Full disclosure: I was stuffing my pizza hole instead of paying attention to Father John Misty. He was surprisingly great at the Sub Pop 25 party in Georgetown a few years back, and I’m sure he was great on Friday night, but I just wasn’t present for him. Next time, John.
Friday night was spent with a good book and snacks in the Action Media News HQ (tent), “Small World” by Jonathan Evison and grapes, respectively, if you’re curious.
Saturday was my wild card day. Lots of artists I was vaguely familiar with but none I had been dying to see. Pure festival potential, in other words. My winners ended up being bands I knew pretty much nothing about. Shaina Shepherd is everywhere lately, and for good reason. She took time out of being everywhere to be awesome in Port Townsend, and I appreciated it. Ms. Shepherd belted out a powerful set of rock and soul, perfect for a sunny summer day.
Reignwolf was what I would call “a Gorge band.” On a sunny day, they were jarring in a cool way and I think they should try to play exclusively with dark clouds and thunderstorms forming behind them from now on, with gusty winds blowing through their mustaches and bell bottom jeans. If they don’t have mustaches and bell bottoms (no Jumbotron screens at THING so I have no idea) they’ll need those too.
Illuminati Hotties went great with my barbecue beef sandwich. All indie rock and horseradish. I went through A LOT of napkins.
Jazz Is Dead turned out to be my surprise discovery of the day.
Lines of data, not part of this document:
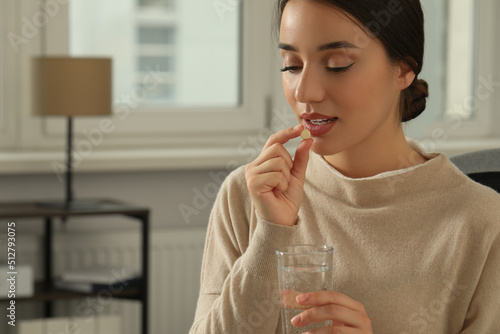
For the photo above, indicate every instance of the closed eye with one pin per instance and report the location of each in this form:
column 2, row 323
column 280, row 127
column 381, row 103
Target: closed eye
column 340, row 69
column 292, row 69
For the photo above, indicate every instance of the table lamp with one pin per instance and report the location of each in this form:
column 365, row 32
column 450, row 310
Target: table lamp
column 69, row 87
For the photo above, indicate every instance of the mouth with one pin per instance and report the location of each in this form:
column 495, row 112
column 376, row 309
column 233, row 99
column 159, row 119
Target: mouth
column 319, row 126
column 321, row 121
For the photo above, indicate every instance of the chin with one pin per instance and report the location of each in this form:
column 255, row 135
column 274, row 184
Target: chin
column 324, row 149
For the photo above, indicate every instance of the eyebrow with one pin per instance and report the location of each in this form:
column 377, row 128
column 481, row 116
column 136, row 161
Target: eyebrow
column 323, row 47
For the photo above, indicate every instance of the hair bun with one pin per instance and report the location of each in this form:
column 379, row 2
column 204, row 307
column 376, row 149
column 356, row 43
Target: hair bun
column 417, row 99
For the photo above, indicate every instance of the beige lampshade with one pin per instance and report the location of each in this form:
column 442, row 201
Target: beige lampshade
column 69, row 86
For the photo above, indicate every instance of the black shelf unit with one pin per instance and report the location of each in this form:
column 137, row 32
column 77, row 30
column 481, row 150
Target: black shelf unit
column 44, row 291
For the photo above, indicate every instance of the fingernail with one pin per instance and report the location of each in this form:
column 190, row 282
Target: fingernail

A project aimed, among other things, at celebrating legendary jazz musicians before they keel over dead rather than buying flowers for their graves afterwards. I heard some truly kickass jazz flute solos, which is a sentence I’ve never been able to write before. Port Townsend probably has a deeper live jazz scene than Seattle, FWIW. (Do they? I don’t actually know)
So, Modest Mouse. How about those guys? Like me, Modest Mouse is from Issaquah. That’s pretty much where the comparisons end. I like them fine, and they’re great live most of the time, and Isaac Brock is respectively crotchety, which I can appreciate. I tend to like my rock a little less moody and melancholy, so I’m probably not the guy to be writing their promo materials. They played a good show and the illuminated paper lanterns that people were making all weekend made for a cool and colorful backdrop.
Sunday, as is often the case with this old old man, was a bit short, THING-wise. I had big plans for seeing The Dip, who I’ve seen several times. Their smooth blue eyed soul never fails to make me happy. Unfortunately for The Dip that would have gotten me home real late on a school night, and old men hate driving in the dark, so I made peace and hunkered down for Enumclaw. The band. I heard a little touch o’ Dinosaur Jr, but they were way better than I’m making them sound. One of the guys jumped into the crowd during what he probably thought was their finale showstopper last song, only to climb back up on stage, exhausted, to discover that they still had time left to play. So, they ended a little early and I chose hitting the road over driving into a ravine in the middle of the night.
I’m now 2 for 2 for THING Festivals, and while I perversely enjoyed the stench of youth and drunken hormone tornado that was Sasquatch, I find the THING vibe to be a huge relief. People are nice, the action is carefully curated, and you can’t not be mellow in Port Townsend. If they keep doing it I’ll keep going.